The events of this past week revealed an ever-present and prevalent darkness in our nation. Racism. It’s been a reality since the beginning of time. People are always looking for ways to think they are superior to other people. Skin color has been one of the ways of superiority and distinction since the beginning of time. I say that not to minimize what happened in our nation this past week, but to put it in context. It’s also important to realize that the removal of a statue didn’t create a monster; it revealed a monster that for a time laid dormant and quiet.

On the evening of August 11, 2017 in Charlottesville, VA., several hundred white nationalists and white supremacists marched as part of a ‘Unite the Right’ rally at the University of Virginia.

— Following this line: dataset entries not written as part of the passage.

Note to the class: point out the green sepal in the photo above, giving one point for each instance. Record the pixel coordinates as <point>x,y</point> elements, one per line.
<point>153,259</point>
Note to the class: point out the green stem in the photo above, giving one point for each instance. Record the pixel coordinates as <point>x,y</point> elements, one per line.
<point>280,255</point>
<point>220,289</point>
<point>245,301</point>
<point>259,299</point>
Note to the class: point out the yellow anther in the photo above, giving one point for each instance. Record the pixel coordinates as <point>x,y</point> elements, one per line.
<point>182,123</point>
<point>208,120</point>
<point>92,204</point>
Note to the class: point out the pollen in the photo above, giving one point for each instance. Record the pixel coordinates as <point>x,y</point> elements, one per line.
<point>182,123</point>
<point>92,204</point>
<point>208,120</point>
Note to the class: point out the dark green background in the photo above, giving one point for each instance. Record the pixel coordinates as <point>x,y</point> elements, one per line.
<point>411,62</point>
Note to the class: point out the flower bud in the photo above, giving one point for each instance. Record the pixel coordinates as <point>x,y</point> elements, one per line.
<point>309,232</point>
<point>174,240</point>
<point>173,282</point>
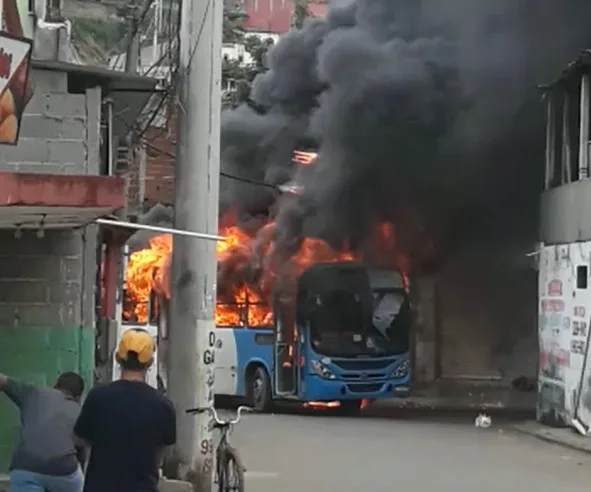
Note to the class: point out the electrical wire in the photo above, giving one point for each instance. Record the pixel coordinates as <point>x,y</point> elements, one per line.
<point>222,173</point>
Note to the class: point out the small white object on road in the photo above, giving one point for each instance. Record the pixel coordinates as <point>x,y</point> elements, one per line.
<point>258,474</point>
<point>483,421</point>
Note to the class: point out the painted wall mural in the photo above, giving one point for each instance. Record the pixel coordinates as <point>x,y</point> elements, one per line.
<point>564,380</point>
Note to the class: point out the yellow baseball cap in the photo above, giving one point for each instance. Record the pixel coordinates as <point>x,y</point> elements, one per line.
<point>138,341</point>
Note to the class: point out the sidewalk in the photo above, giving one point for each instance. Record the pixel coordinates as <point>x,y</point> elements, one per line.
<point>165,485</point>
<point>454,396</point>
<point>564,436</point>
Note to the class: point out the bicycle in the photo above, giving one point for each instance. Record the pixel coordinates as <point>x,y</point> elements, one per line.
<point>228,463</point>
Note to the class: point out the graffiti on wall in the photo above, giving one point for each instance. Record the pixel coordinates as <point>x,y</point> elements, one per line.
<point>15,61</point>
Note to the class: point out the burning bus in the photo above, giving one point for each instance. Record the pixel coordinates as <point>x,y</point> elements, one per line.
<point>342,339</point>
<point>320,325</point>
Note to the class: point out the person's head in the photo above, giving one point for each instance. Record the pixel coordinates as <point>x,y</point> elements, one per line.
<point>70,384</point>
<point>135,352</point>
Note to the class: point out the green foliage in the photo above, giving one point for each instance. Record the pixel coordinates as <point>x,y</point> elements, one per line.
<point>239,74</point>
<point>300,13</point>
<point>105,35</point>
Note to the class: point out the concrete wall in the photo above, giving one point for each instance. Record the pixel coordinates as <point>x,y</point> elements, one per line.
<point>565,214</point>
<point>478,321</point>
<point>46,312</point>
<point>59,131</point>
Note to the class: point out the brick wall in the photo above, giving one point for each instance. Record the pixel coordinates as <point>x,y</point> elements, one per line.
<point>160,165</point>
<point>46,312</point>
<point>59,131</point>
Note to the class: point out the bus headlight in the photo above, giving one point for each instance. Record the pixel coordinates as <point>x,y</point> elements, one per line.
<point>401,371</point>
<point>320,369</point>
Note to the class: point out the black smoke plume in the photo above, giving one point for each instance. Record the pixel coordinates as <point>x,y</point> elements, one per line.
<point>422,105</point>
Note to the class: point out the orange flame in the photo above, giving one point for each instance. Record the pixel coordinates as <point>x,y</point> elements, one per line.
<point>239,302</point>
<point>304,158</point>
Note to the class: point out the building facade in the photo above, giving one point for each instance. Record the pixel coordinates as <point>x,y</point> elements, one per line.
<point>59,177</point>
<point>564,308</point>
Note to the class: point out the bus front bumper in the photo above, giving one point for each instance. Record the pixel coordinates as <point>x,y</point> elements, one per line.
<point>319,389</point>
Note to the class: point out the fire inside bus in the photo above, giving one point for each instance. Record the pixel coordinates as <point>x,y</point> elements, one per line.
<point>343,340</point>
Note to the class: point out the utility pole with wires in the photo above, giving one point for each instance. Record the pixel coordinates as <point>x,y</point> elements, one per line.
<point>194,266</point>
<point>133,41</point>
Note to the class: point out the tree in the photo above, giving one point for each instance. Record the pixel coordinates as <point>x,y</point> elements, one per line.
<point>238,74</point>
<point>300,13</point>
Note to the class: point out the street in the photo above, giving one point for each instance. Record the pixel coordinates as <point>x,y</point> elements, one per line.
<point>290,453</point>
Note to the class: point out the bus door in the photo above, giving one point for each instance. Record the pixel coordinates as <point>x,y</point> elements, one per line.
<point>286,350</point>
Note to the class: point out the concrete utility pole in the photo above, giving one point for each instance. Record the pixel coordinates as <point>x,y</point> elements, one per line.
<point>133,34</point>
<point>194,266</point>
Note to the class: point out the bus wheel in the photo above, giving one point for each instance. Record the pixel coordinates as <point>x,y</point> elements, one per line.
<point>349,408</point>
<point>259,390</point>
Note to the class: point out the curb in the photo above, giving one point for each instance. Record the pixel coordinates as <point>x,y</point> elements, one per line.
<point>546,437</point>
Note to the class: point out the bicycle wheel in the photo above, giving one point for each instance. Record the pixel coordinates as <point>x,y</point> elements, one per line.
<point>230,471</point>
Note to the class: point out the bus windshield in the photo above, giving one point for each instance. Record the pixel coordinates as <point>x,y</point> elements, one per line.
<point>341,326</point>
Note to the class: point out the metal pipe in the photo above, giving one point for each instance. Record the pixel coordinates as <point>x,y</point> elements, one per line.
<point>550,141</point>
<point>584,128</point>
<point>164,230</point>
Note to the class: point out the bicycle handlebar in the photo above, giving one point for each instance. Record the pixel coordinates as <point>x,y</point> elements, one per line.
<point>216,417</point>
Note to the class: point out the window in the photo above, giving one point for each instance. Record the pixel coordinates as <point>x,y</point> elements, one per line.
<point>582,277</point>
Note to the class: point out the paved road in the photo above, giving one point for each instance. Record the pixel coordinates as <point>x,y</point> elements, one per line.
<point>303,453</point>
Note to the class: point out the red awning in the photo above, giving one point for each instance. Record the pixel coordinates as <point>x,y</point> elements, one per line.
<point>50,201</point>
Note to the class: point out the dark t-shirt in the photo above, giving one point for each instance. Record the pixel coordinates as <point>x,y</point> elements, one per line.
<point>126,424</point>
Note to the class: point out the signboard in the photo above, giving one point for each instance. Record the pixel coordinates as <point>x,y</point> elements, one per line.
<point>15,93</point>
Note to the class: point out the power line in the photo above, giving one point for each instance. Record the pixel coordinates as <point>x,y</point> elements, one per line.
<point>222,173</point>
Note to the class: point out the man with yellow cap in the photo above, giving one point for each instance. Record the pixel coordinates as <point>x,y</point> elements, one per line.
<point>127,424</point>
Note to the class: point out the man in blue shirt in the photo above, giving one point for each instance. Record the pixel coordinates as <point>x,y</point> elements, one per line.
<point>45,458</point>
<point>127,424</point>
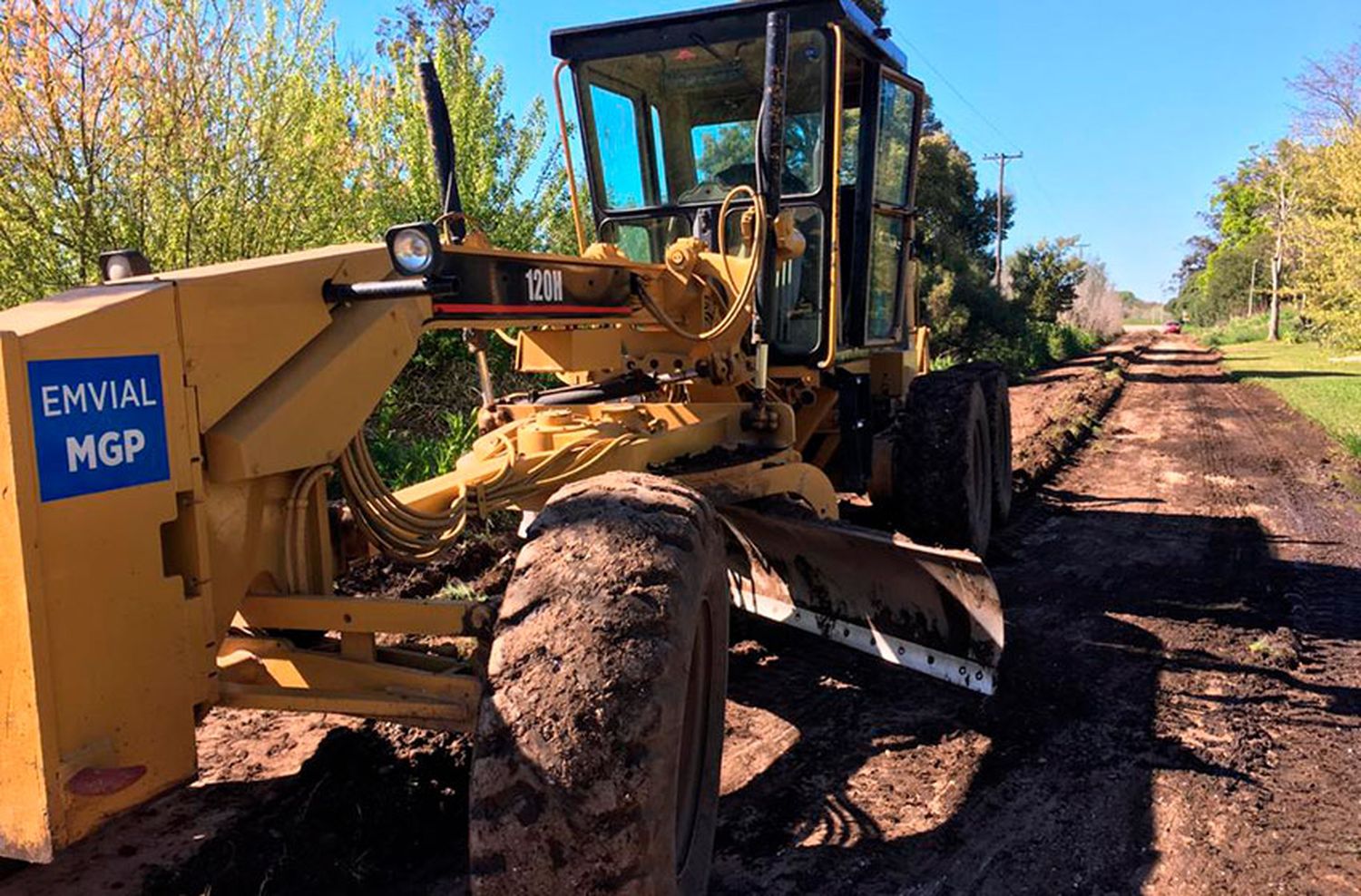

They chanted, “White lives matter,” “You will not replace us,” “Jews will not replace us,” and the Nazi-associated phrase “blood and soil.” The pictures are eerily similar to that of Klan rallies from our tainted past – torches and right hands raised, the only thing missing were the hoods. As I watched the events unfold, I was saddened, enraged, and grieved. I was reminded afresh of Jesus’ words to “love my enemies,” but I found that to be hardest when the people who were my enemies looked like me and were claiming to represent and advocate for me.

The prophet Micah confronts the nation of Israel – God’s chosen people – with their divine calling. In Micah 6:8 he wrote, “He has told you, O man, what is good; and what does the LORD require of you but to do justice, and to love kindness, and to walk humbly with your God?” It’s clear, God chose Israel so that they could be a people of justice, kindness, and humility – not superiority or supremacy. Not only that, but justice wasn’t given as an option to God’s people, it was given as a command, it was a requirement. It was a requirement of God’s people then and it is a requirement of God’s people now.

What does it look like to be people who do justice? What does it look like in our day and time to be a prophetic voice that points to a better way and displays a more hopeful narrative? Well, on the morning after the initial march, a group of clergy organized a worship and prayer service. Standing opposite the growing group of white supremacists they declared their God loved people every tribe, tongue, and nation. Maybe it looks a little bit like that! As we dive into the topic of justice this week, ask the Lord to search you, challenge you, and lead you to “do justice.” Ask him to reveal blind spots (because we all have them) in your life and lead you in the way of life (Psalm 139:23-24).